В девять всех сопроводили на борт судна, а белые зеваки глазели с возвышавшегося холма. Восьмилетняя девочка, дочь Гордона Танака, упала и заплакала. Заплакали и другие, а с холма донесся голос Антонио Дангаран, филиппинца, всего два месяца как женившегося на Элинор Китано.
— Элинор! — выкрикнул он и, когда она подняла голову, бросил букет красных роз; розы, подхваченные ветром, мягко опустились в волны, плескавшиеся среди причальных свай.
В Анакортесе всех посадили на поезд и повезли во временный лагерь — конюшни на ярмарочной площади в индейской резервации Пьюаллеп. В конюшнях они спали на армейских раскладушках; в девять вечера их загнали внутрь, а в десять приказали тушить свет — голую, без абажура лампочку, по одной на семью. В конюшнях было холодно, мороз пробирал до костей, и когда ночью пошел дождь, пришлось передвинуть раскладушки, потому что крыша начала протекать. На следующее утро в шесть часов они побрели по грязи в лагерную столовую; им дали финики в консервах, белый хлеб и кофе в жестяных кружках. Все это время Фудзико удавалось сохранять чувство собственного достоинства, но, когда пришлось на глазах у других женщин справлять нужду, выдержка начала изменять ей. Когда она опорожняла кишечник, лицо исказилось в гримасе, и это было унизительно. Она сидела на унитазе, опустив голову, стыдясь звуков, издаваемых собственным телом. Крыша протекала и в туалете.

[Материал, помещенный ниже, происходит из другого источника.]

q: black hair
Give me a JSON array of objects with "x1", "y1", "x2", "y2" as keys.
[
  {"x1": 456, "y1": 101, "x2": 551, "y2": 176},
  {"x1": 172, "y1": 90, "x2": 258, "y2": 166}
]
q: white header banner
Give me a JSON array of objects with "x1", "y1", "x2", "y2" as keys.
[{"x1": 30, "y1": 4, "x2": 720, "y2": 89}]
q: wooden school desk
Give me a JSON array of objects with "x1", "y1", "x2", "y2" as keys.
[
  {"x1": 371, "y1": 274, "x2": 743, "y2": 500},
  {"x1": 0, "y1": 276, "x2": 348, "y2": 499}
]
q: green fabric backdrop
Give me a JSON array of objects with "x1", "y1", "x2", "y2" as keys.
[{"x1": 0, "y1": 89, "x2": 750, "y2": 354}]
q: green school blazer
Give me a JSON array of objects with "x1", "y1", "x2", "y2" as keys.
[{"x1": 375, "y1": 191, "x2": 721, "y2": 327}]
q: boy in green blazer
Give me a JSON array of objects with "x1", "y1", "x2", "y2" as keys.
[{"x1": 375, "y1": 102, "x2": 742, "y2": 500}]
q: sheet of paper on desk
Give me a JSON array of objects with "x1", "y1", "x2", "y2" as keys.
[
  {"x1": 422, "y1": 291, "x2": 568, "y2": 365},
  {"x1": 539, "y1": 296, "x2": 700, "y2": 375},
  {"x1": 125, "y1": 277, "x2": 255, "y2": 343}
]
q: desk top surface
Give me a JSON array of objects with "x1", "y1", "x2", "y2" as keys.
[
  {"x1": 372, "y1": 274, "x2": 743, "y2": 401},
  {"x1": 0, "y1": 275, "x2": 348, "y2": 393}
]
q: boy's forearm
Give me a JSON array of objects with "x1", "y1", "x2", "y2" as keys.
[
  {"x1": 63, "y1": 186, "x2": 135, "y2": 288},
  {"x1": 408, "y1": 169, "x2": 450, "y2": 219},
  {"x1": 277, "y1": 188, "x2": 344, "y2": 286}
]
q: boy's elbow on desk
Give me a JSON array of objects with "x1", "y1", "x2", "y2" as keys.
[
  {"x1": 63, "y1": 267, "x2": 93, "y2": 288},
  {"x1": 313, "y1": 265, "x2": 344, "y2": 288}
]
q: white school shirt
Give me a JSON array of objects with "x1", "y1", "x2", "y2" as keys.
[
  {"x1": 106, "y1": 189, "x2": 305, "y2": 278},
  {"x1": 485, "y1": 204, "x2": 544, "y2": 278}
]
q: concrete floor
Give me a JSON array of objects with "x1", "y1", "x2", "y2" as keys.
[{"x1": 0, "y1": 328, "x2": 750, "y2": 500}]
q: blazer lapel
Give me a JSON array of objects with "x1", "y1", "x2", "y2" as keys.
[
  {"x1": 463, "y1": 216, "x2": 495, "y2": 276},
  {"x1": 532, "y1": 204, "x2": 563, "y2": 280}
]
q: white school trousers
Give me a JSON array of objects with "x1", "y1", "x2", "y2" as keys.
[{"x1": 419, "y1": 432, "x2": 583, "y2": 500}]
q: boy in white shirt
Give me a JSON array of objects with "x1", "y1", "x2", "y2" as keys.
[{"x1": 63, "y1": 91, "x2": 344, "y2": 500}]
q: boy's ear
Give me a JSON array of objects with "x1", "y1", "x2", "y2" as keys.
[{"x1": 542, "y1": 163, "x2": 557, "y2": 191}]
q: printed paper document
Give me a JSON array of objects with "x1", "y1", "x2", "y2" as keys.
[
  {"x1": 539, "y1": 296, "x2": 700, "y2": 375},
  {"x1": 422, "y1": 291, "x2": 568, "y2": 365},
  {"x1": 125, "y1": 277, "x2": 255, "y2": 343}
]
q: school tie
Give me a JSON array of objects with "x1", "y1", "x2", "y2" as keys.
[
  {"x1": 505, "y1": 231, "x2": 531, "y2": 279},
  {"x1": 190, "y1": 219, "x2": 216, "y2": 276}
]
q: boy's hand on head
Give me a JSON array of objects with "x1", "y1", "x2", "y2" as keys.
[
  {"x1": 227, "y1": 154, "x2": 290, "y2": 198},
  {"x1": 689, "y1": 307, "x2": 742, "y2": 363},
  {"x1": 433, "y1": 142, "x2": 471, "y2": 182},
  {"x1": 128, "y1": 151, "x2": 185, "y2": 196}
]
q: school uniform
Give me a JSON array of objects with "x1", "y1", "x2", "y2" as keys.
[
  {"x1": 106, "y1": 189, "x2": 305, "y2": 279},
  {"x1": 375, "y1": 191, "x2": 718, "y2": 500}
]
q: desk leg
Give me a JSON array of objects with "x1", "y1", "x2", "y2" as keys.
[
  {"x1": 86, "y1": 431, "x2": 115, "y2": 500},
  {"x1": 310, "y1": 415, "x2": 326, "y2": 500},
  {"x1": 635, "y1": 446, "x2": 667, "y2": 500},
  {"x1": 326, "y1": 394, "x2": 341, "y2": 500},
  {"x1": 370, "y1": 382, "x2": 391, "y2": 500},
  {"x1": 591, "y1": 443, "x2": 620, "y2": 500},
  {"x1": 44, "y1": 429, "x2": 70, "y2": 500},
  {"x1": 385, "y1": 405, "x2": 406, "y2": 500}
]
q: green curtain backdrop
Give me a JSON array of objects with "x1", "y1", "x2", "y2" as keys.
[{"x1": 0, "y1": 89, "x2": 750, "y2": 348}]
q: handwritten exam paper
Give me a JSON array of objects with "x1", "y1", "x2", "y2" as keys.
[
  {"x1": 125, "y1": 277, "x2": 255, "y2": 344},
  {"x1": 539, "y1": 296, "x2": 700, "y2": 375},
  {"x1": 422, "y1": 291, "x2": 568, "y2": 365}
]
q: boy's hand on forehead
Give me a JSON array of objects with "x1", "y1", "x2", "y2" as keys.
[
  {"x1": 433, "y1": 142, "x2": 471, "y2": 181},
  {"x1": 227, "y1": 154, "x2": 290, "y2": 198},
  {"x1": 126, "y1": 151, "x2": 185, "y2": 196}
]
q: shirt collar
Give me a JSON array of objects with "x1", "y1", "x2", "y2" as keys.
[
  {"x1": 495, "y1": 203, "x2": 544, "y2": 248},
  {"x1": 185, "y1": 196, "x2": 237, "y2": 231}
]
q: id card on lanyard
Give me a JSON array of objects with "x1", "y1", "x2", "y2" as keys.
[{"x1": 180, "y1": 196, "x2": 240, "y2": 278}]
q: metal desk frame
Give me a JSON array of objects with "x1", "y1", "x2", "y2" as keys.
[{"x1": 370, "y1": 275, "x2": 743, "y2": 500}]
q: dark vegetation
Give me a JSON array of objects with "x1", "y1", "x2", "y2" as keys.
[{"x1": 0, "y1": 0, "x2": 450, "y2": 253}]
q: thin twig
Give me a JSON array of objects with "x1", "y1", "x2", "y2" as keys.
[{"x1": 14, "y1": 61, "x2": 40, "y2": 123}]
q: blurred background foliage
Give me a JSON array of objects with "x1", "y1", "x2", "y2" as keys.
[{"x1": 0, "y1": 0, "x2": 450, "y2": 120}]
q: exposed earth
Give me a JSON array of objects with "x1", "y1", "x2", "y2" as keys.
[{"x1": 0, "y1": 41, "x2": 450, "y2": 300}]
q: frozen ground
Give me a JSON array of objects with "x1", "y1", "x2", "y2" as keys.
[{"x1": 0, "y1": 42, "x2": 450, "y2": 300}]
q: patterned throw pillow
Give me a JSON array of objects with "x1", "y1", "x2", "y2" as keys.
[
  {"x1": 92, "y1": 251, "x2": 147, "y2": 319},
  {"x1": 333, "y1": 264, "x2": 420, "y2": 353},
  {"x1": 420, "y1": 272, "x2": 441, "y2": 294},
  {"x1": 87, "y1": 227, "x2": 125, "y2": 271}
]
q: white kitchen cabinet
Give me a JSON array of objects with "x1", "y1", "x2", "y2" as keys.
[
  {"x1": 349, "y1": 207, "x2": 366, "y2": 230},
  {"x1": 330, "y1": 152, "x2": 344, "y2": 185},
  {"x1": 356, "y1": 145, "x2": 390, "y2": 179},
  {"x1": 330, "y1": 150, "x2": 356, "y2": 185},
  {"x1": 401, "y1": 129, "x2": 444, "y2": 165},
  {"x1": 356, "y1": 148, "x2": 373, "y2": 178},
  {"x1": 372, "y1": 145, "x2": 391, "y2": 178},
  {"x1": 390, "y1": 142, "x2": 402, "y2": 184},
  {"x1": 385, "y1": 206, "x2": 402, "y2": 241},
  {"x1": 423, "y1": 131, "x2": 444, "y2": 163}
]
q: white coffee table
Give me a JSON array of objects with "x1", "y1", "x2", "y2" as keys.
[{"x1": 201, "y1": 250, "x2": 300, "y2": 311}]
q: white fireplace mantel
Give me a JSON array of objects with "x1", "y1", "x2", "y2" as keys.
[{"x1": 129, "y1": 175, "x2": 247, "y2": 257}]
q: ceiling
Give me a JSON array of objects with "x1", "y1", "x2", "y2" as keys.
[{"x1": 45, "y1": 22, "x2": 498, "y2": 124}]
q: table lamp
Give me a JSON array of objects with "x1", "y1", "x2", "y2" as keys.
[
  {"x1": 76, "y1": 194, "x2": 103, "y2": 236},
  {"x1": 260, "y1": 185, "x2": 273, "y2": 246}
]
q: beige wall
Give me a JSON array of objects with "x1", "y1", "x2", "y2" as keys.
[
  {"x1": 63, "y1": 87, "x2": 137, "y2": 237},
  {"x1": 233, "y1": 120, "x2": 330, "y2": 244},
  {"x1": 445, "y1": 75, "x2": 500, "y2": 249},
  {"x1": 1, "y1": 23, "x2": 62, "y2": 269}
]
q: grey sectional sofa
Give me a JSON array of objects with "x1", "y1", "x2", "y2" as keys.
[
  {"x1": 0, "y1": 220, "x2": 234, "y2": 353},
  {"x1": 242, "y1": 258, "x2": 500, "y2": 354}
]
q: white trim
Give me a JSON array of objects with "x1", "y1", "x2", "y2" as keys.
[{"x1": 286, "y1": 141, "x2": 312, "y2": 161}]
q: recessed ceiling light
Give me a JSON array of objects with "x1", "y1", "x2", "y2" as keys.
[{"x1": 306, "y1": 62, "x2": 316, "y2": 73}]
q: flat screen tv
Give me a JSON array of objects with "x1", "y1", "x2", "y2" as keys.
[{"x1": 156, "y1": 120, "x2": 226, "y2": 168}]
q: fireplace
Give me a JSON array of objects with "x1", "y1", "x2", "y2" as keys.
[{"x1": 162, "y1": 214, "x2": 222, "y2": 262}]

Через три дня их погрузили в поезд, медленно потянувшийся в сторону Калифорнии. Вечером солдаты военной полиции прошли по всем вагонам, распорядившись задернуть шторки на окнах, и всю ночь ехавшие ерзали на сиденьях, стараясь не жаловаться. Поезд остановился, потом снова тронулся и задребезжал, не давая заснуть; перед туалетом все время стояла очередь. У многих, в том числе и у Фудзико, после кормежки во временном лагере совершенно расстроился желудок. Сев на место, Фудзико почувствовала жжение в прямой кишке, голова стала какой-то легкой, мозг точно болтался в черепной коробке, а на лбу выступил холодный пот. Фудзико крепилась как могла, избегая говорить с дочерьми о неприятных ощущениях, — она не хотела, чтобы они узнали о ее страданиях. Ей хотелось лечь куда-нибудь, уютно устроившись, и долго-долго спать. Потому что если и удавалось заснуть, в уши лезло назойливое жужжание зеленых мух и плач трехнедельного младенца Таками, у которого был жар. Вопли младенца действовали на нервы, Фудзико затыкала уши пальцами, но это не помогало. Ее жалость к ребенку и всей семье Таками ускользала вместе со сном, и она втайне начала даже желать смерти младенца, лишь бы наступила тишина. Фудзико ненавидела себя за такие мысли, гнала их прочь, но вместе с тем все больше и больше раздражалась, ей хотелось швырнуть ребенка в окно, прекратив мучения окружающих. И когда ей казалось, что в следующую секунду она уже не выдержит, младенец вдруг замолкал. Фудзико успокаивалась, закрывала глаза, с невероятным облегчением погружаясь в сон, и тут младенец снова начинал вопить.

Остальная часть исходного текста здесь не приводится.